É possível que Renato Almeida tivesse a expectativa de que Jorge Dias alargasse seus contatos internacionais. Leal (2000) analisa a diferença de Dias em face de outros etnógrafos portugueses do mesmo período. Dias buscou estabelecer redes de contatos fora de Portugal, tanto no Brasil quanto na Europa e nos Estados Unidos.
A leitura atenta destas cartas demonstra que Dias circulou no campo intelectual das ciências sociais brasileiras num momento em que este estava ainda em formação e os estudos de folclore ainda eram próximos daquele.

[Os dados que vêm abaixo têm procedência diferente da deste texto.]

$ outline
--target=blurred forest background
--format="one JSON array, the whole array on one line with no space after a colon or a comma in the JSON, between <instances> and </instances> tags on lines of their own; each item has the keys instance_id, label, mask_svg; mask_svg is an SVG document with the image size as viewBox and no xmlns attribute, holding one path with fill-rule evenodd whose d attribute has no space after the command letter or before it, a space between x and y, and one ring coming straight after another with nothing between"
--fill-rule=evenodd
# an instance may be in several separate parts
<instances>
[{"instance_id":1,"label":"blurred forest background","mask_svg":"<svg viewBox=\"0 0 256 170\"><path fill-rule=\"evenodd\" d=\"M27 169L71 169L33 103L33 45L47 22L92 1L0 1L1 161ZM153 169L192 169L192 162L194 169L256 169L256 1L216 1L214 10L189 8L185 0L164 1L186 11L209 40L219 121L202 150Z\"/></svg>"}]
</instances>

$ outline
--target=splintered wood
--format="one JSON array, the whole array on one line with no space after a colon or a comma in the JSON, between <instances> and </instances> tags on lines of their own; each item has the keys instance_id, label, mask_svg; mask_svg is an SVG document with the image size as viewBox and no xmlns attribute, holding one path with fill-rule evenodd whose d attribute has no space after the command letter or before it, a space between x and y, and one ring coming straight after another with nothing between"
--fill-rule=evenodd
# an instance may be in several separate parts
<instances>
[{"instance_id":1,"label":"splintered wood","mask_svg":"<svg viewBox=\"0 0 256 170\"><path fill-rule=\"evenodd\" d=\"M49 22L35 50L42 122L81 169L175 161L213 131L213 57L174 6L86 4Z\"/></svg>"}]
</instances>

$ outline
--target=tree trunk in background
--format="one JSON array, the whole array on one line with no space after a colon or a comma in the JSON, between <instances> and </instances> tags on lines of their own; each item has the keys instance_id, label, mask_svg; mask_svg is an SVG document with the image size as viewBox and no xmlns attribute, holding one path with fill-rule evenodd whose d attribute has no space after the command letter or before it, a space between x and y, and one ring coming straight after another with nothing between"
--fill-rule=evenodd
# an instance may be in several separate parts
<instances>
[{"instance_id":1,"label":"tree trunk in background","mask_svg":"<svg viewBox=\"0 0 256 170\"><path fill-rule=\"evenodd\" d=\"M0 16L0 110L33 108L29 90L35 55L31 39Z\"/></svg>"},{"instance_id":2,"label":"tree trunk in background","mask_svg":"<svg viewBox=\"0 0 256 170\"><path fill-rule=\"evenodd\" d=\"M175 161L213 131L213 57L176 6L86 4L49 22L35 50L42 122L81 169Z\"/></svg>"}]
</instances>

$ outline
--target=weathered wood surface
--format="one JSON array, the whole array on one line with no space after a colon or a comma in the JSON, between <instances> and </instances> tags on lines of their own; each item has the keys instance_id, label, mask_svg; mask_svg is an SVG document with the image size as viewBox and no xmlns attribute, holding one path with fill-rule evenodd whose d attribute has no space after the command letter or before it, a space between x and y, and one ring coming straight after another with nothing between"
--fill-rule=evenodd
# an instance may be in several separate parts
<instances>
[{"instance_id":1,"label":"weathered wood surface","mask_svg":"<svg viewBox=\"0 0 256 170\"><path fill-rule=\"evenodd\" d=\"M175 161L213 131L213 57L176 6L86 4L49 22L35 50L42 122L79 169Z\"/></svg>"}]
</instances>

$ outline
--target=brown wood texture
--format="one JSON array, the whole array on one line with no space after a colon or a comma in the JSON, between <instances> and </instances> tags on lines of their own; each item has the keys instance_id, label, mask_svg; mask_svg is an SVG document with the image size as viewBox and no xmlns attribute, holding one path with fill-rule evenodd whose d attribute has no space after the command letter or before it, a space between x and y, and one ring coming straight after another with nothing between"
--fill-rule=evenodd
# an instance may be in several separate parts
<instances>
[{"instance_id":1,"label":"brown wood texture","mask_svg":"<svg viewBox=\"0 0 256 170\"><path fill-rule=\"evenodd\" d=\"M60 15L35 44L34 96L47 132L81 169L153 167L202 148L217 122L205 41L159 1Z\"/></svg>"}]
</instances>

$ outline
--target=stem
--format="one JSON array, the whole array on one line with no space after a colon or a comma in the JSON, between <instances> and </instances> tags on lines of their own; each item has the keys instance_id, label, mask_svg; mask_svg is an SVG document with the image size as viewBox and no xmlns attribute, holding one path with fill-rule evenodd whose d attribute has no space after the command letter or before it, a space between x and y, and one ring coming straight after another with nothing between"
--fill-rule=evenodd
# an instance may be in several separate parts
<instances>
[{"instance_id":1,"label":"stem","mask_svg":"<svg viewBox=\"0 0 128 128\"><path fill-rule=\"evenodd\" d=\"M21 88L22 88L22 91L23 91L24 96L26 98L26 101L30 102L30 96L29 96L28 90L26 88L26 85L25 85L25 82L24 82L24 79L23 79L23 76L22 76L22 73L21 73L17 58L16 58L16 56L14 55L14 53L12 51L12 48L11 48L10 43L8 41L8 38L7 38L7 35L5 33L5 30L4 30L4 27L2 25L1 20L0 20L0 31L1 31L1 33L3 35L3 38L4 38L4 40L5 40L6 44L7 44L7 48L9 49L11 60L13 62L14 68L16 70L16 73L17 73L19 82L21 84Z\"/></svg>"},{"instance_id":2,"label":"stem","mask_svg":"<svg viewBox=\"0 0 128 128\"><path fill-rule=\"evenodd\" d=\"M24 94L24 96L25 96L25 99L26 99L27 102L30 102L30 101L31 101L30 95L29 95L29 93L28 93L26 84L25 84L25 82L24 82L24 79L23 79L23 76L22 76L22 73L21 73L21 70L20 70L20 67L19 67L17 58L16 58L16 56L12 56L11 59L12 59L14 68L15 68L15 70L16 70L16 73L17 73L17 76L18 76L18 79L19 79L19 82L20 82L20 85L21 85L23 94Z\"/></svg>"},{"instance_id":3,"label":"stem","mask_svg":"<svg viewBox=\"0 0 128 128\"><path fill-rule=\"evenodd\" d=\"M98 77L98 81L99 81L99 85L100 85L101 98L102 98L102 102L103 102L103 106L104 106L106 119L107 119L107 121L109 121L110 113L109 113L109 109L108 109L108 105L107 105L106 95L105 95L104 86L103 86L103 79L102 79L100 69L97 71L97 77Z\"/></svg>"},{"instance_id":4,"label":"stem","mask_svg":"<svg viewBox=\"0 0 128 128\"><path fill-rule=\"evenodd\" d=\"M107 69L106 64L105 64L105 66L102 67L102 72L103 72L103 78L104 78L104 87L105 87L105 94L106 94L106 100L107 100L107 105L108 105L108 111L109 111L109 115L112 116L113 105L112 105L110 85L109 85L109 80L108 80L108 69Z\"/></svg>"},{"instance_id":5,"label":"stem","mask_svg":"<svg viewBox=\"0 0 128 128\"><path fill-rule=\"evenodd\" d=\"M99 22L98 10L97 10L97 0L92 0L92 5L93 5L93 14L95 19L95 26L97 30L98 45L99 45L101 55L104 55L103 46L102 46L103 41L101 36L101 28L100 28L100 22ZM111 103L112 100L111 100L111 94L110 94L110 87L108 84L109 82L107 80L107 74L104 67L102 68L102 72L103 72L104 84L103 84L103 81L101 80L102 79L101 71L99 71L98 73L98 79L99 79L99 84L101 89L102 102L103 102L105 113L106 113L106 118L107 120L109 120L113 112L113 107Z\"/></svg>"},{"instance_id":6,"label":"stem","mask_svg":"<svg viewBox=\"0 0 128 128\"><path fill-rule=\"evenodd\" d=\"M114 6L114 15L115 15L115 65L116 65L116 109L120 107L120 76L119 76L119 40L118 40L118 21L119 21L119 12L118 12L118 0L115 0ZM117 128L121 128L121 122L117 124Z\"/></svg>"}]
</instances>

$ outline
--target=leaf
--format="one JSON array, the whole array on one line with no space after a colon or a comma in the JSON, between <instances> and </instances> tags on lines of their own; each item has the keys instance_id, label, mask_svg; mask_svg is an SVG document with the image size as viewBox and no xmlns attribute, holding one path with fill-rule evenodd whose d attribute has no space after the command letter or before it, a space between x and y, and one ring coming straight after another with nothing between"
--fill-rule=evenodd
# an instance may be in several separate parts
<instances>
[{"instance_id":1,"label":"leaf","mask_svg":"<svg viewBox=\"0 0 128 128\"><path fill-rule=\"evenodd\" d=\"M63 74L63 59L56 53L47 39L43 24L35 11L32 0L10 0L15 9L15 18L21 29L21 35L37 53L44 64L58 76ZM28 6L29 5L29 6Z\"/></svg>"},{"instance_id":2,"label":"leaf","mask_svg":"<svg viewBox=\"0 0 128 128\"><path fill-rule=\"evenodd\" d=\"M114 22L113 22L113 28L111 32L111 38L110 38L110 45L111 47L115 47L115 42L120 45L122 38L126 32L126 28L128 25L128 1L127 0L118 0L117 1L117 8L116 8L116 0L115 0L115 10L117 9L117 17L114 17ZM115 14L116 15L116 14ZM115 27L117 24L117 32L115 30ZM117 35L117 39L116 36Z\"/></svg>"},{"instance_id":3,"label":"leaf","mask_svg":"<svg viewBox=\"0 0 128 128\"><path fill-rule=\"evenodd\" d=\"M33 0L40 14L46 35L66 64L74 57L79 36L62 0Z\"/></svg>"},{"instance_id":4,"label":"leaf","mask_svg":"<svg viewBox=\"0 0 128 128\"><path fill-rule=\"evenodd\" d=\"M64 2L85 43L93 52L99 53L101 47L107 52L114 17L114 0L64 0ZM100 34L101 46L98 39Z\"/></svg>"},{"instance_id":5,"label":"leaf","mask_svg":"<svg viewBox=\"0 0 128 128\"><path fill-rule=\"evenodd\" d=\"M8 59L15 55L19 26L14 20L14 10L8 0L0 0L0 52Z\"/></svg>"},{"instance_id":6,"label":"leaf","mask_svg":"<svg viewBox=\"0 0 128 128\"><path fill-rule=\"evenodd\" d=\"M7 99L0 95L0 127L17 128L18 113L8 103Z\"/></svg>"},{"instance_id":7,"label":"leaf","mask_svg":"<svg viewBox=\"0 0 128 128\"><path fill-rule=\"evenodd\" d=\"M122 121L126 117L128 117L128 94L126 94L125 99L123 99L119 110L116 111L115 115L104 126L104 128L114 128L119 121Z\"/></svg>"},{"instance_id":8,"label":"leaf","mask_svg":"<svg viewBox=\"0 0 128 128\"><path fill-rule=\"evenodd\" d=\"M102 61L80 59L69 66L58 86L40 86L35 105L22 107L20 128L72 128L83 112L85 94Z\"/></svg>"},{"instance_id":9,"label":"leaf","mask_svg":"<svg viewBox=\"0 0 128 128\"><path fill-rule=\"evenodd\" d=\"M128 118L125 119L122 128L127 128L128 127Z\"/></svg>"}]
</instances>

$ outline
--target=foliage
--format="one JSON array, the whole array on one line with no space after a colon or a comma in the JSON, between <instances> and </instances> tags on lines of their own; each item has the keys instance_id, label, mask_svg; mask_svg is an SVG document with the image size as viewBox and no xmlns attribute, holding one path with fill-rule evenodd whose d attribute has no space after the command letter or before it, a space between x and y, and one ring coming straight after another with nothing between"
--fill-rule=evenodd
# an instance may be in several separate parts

Contudo, Dias parece ter percebido esse processo de distanciamento entre estes dois campos, e fez distinções entre os dois campos ao realizar trocas intelectuais principalmente com aqueles ligados às ciências sociais em sua forma mais acadêmica. Especialmente em relação a Florestan Fernandes, que buscava construir o campo acadêmico das ciências sociais no Brasil, Dias parece ter mostrado especial deferência querendo que seu trabalho fosse conhecido em Portugal.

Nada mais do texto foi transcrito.